Wednesday, April 20, 2016

On Research (and Libraries)

I'm a week into my cleaning and research projects, and I'm excited to announce that I have an acceptable place to write while I'm at home, a weekly schedule that includes daily and weekly tasks I've been bad about neglecting lately, a stack of books from my library awaiting perusal, and a TBR (To Be Read) list that is growing daily.

I love books. I love real, physical books most of all but there are advantages to ebooks as well. Mostly, I'm finding, one of the advantages is availability. It feels strange to say this, with my dust-collecting Master's degree being less than ten years old, but I come from an old-school library background. Maybe transitional is a better word. We did online classes and electronic databases but the physical collection, number of volumes as well as useful content, was still a matter of pride. Shelf space was as issue. My experience was also limited to academic libraries. So I was somewhat surprised during my trip to the local public library to discover that they have weeded out a large portion of their physical collection. There are still books available, but many of them have been dispersed among various branches. Luckily for me they have a terrific hold system which allows me to place holds on items, even from home, even for books held in my "home" branch's collection, and pick them up in the holds area the next day. As a former library assistant in Interlibrary Loan who delighted in rejecting patron requests because they were available in our physical collection (I'm a much nicer person now), I admit I find this system perfectly suited to my needs, and I take full advantage of it. Hey if they want to let clerks comb the shelves for potentially misshelved or missing items and save me the trouble of doing that myself, I say go for it. And then of course there's the whole world of internet and electronic resources. In this modern age, I can do all the research I need from home, or if that is too loud and crazy, my neighborhood Starbucks.

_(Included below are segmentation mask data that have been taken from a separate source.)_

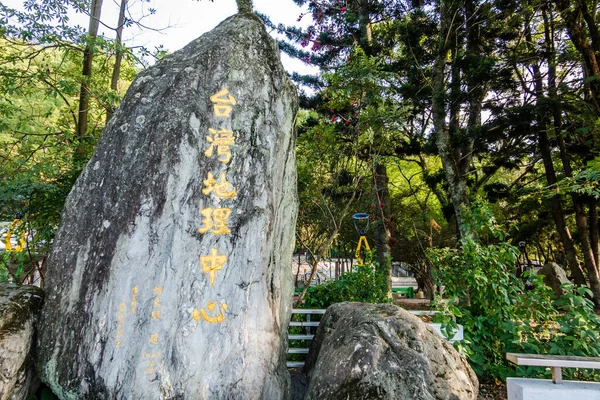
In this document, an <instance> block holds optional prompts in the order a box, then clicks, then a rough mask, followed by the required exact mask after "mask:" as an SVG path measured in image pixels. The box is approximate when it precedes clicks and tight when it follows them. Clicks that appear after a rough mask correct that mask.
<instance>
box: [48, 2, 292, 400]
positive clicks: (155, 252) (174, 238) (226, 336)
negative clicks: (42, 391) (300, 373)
mask: <svg viewBox="0 0 600 400" xmlns="http://www.w3.org/2000/svg"><path fill="white" fill-rule="evenodd" d="M296 111H297V95H296V90H295V88H294V87H293V85H292V84H291V83H290V81H289V80H288V78H287V76H286V74H285V72H284V70H283V68H282V66H281V63H280V60H279V52H278V49H277V46H276V44H275V42H274V40H273V39H272V38H271V37H269V36H268V34H267V32H266V30H265V28H264V26H263V25H262V23H261V22H260V20H259V19H258V18H257V17H256V16H255V15H252V14H244V15H236V16H233V17H231V18H230V19H228V20H226V21H224V22H223V23H221V24H220V25H219V26H218V27H217V28H215V29H214V30H213V31H212V32H209V33H207V34H205V35H204V36H202V37H201V38H199V39H197V40H195V41H193V42H191V43H190V44H189V45H187V46H186V47H185V48H184V49H182V50H180V51H178V52H176V53H174V54H173V55H170V56H168V57H166V58H165V59H163V60H162V61H160V62H159V63H158V64H156V65H155V66H153V67H151V68H149V69H147V70H146V71H144V72H142V73H141V74H140V75H139V76H138V77H137V78H136V79H135V81H134V82H133V83H132V85H131V87H130V88H129V90H128V92H127V95H126V96H125V98H124V100H123V102H122V104H121V105H120V107H119V109H118V110H117V111H116V112H115V114H114V115H113V117H112V119H111V120H110V122H109V124H108V125H107V127H106V129H105V131H104V132H103V135H102V138H101V140H100V142H99V144H98V147H97V149H96V152H95V154H94V156H93V157H92V159H91V160H90V162H89V163H88V165H87V167H86V168H85V170H84V171H83V172H82V174H81V176H80V177H79V179H78V181H77V183H76V185H75V187H74V189H73V190H72V192H71V194H70V195H69V197H68V199H67V202H66V204H65V208H64V210H63V215H62V220H61V226H60V228H59V232H58V233H57V236H56V240H55V246H54V248H53V251H52V253H51V255H50V257H49V259H48V273H47V279H46V286H47V287H48V293H47V302H46V303H45V307H44V310H43V314H42V318H41V325H42V327H41V335H40V340H39V360H38V369H39V371H40V375H41V377H42V379H43V381H44V382H46V383H47V384H48V385H49V386H50V387H51V388H52V390H53V391H54V392H55V393H56V394H57V395H58V396H59V397H60V398H61V399H144V400H152V399H225V398H228V399H281V398H286V397H288V396H289V389H290V378H289V374H288V372H287V370H286V368H285V353H284V348H285V346H286V340H287V339H286V336H287V332H286V330H287V325H288V321H289V318H290V313H291V302H290V299H291V295H292V281H291V276H290V271H289V268H290V264H291V252H292V247H293V242H294V227H295V219H296V213H297V200H296V170H295V155H294V138H293V135H292V132H293V126H294V119H295V115H296Z"/></svg>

All that to say, I'm content to work with what I have. I'm the kind of person who does what it takes to get the job done, whatever that means to me, and not really the kind of person who goes far above and beyond what is necessary to ferret out every minuscule factual and anecdotal detail about a place, a time, or a group of people in order to move forward on my project. If I can get a good general picture of who people were, what they called themselves, how and where they lived, what they valued and how they spoke and what ate and wore and what kind of pets they had, I'm good with that. A benefit of fiction-oriented research is I can also use fiction to inform my world. What other authors have written about people and places is, after all, part of the body of literature on the topic. So I get to read textbooks, articles, children's books, encyclopedias, and yes, even novels and wikipedia, in my hunt for information. And all along the way, my mind is churning as I imagine new characters and how they will fit into this world, finding flashes of inspiration for their journey through it. It's so fun that I occasionally stop and wonder at the fact that I'm actually getting paid for this. This is literally a dream come true for me. Somebody remind me of that a few months from ago when I'm agonizing over a plot that's not moving properly and characters that just won't behave the way I thought they would. Deal?